Как ни хорошо, как ни тепло было Брюллову в Москве, а надо было сбираться в Петербург. Он и так откладывал отъезд под всякими предлогами, сколько мог. Уже был заказан билет, уже шел у Маковских прощальный вечер. Кончился ужин, Варламов под гитару пропел для гостя несколько своих романсов. А Брюллов все сидит. Ему деликатно напомнили — пора идти, завтра чуть свет в путь. «Матушка А. Д. Соколовского, эта славная старушка, жаловалась мне сейчас, что с ней никто не хочет гулять. Я дал слово отправиться с ней на Воробьевы горы, и потому никак завтра не поеду», — отвечал друзьям художник, пренебрегши, что и деньги за билет пропали… Нужно сказать, что после смерти матери он вообще с какой-то особенной нежностью относился к старым женщинам. Приехав в столицу, он посреди торжеств, приемов, новых забот, невзирая на болезнь выберет время и навестит мать капитана Корнилова, передаст ей привет от сына, утешит, ободрит ее.
Петербург, особенно теперь, после всего, что он в Москве услыхал о нынешнем царствовании, пугал. Хорошо бы вообще остаться в кругу новых друзей, так ведь не дозволят. Вспоминались слова покойного Сильвестра Щедрина: «Неужели так худо в Петербурге, что некуда и главы преклонить?» Вспоминались письма Гальберга из столицы: «Бойтесь невской воды, она вредна для мрамора…» Петербург страшил всех. А. Иванов, задумываясь о возвращении на родину, говорил, что хотел бы поселиться в Москве «как для удобнейшего производства предметов из русской истории, так и для избежания санкт-петербургской Академии художеств, которая со всем причтом своим ужасает меня при одном воспоминании». Пушкин непрестанно твердил: «Петербург душен для поэта». А Гоголь, при всей страстной любви к России, боялся вообще возвращаться домой. «Ты приглашаешь меня ехать к вам. Для чего? Не для того ли, чтобы повторить вечную участь поэтов на родине?.. Или ты думаешь, мне ничего, что мои друзья, что вы отделены от меня горами? Или я не люблю нашей неизмеримой, нашей родной русской земли?.. Я живу около года на чужой земле, вижу прекрасные небеса, мир, богатый искусствами и человеком. Но разве перо мое принялось описывать предметы, могущие поразить всякого? Ни одной строки не мог посвятить я чуждому, непреодолимою связью прикован я к своему. И наш бедный неяркий мир, наши курные избы, обнаженные пространства предпочел я лучшим небесам, приветливее глядевшим на меня. И я ли после этого могу не любить своей отчизны? Но ехать, выносить надменную гордость безмозглого класса людей, которые будут передо мной дуться и даже мне пакостить, нет, слуга покорный», — напишет он вскоре Погодину.

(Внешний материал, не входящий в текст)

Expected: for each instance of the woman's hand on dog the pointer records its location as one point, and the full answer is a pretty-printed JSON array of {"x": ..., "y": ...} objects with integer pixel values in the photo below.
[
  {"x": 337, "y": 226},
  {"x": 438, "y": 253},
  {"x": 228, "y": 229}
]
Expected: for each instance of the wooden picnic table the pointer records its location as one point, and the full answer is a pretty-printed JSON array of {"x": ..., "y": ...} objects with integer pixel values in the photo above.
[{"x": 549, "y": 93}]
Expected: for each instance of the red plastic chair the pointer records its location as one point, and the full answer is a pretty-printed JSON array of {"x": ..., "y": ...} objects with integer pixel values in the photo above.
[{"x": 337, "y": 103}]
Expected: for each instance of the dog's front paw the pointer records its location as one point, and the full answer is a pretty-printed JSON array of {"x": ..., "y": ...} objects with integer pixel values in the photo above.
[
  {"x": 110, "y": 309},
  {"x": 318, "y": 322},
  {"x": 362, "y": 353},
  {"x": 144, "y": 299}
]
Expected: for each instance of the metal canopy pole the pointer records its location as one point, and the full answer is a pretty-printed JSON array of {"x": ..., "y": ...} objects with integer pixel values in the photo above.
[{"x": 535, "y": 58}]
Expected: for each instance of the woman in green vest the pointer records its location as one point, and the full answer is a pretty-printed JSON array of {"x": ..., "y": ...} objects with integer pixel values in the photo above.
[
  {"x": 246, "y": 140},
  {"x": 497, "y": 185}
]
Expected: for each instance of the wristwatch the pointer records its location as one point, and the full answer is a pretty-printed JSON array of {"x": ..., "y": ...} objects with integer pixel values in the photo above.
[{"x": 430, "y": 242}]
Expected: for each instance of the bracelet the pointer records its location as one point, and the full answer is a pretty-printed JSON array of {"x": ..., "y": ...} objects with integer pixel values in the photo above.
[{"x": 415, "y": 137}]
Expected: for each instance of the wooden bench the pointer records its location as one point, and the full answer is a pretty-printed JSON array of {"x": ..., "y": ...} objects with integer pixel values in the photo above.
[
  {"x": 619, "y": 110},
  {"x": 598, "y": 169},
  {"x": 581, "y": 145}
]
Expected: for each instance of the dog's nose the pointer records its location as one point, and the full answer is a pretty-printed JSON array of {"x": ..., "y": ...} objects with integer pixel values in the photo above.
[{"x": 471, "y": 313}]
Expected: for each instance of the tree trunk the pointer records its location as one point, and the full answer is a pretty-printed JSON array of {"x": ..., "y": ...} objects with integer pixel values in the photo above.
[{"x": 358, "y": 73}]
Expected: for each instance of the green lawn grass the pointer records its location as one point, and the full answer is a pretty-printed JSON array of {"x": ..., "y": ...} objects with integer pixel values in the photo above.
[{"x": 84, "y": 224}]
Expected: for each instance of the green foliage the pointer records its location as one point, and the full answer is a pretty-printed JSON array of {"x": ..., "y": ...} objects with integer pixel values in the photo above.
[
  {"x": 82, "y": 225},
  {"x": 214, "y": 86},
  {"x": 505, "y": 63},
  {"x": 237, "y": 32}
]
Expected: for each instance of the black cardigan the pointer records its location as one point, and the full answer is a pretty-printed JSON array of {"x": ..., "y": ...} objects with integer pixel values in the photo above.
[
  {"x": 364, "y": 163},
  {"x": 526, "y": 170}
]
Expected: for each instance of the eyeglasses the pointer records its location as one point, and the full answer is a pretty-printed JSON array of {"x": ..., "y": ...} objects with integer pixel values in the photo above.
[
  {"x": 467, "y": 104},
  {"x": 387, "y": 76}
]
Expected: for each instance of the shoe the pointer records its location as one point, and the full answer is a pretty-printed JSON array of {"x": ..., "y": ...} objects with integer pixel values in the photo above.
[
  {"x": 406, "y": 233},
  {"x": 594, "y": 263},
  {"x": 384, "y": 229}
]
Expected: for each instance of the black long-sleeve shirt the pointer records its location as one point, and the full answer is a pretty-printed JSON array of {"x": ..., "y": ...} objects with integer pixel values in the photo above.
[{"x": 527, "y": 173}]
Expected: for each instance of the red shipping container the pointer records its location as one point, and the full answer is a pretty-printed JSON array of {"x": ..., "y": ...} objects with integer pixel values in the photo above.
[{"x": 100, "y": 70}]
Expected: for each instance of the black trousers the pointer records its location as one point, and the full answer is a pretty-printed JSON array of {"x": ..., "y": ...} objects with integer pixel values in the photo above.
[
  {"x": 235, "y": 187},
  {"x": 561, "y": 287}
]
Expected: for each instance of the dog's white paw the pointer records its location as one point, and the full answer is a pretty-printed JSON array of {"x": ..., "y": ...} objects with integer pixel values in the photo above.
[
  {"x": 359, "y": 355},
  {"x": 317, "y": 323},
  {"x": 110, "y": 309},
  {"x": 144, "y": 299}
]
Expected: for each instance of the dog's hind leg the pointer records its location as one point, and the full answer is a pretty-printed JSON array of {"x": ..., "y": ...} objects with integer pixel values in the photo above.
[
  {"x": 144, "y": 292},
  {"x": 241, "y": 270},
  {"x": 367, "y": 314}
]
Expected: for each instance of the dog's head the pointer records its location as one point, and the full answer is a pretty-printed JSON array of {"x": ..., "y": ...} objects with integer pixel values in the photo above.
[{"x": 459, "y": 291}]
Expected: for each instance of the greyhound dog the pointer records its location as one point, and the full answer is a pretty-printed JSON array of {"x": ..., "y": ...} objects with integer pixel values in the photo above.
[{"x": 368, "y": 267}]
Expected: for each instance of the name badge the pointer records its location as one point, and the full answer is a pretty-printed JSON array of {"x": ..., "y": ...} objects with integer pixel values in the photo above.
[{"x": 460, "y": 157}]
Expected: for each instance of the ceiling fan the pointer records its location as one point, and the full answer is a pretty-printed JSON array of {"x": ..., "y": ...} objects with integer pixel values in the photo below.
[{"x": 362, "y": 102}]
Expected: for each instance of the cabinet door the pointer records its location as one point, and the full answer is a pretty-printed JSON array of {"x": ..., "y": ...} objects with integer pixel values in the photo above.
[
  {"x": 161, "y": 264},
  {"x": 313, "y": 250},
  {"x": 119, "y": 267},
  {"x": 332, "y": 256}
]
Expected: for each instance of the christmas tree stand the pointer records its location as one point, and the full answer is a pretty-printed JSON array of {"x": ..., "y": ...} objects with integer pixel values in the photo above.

18 мая Пушкин пишет жене: «Брюллов сей час от меня едет в П. Б. скрепя сердце; боится климата и неволи». Московские друзья проводили художника до Всесвятского. Оттуда вместе с М. Загоскиным отправился Брюллов в почтовом дилижансе в дальний путь, на север. Впервые в жизни ехал он этим трактом, описанным полвека назад Радищевым. По горькой иронии судьбы, писателя везли в ссылку по этой же дороге, на которой герой его «Путешествия из Петербурга в Москву» видел душераздирающие сцены российского бытия. Миновали первую станцию — Черную Грязь. С улыбкой вспомнил Брюллов пушкинский рассказ из времен его юности: были они в гостях у Карамзина, толковали о свободе. Николай Тургенев сказал: «Мы на первой станции к ней». «Да, — подхватил молодой Пушкин, — в Черной Грязи…» Вот остался позади Клин, проехали улицами Твери, «по указу и шнурку выстроенными». До Италии живший безвыездно в Петербурге, Брюллов впервые видел нищую, безотрадно убогую среднерусскую деревню.
В Торжке отобедали в Пожарской гостинице, как когда-то советовал своему другу Соболевскому Пушкин:
На дороге отобедай
У Пожарского в Торжке,
Жареных котлет отведай…
В Вышнем Волочке — многолюдье, гомон, шум. Канал забит барками, груженными хлебом и другими товарами для столицы — караван ждет очереди пройти через шлюзы. В Валдае, как всегда, как еще при Радищеве, дилижанс встретили нарумяненные девки с традиционным товаром — мелодично звенящими колокольчиками, знаменитыми баранками и зазывными предложениями недорогой мимолетной любви. За Валдаем пошли заболоченные равнины, поросшие мелким кустарником. Новгород встретил ярким весенним солнцем, блеском золотых куполов, густым колокольным звоном. Проехали мимо дач, частью заколоченных, частью уже по-летнему оживленных. И вот вдали в легком мареве тускло блеснули золоченые шпили Адмиралтейства и Петропавловской крепости. Еще немного — и перед глазами возник «город пышный, город бедный, дух неволи, стройный вид…»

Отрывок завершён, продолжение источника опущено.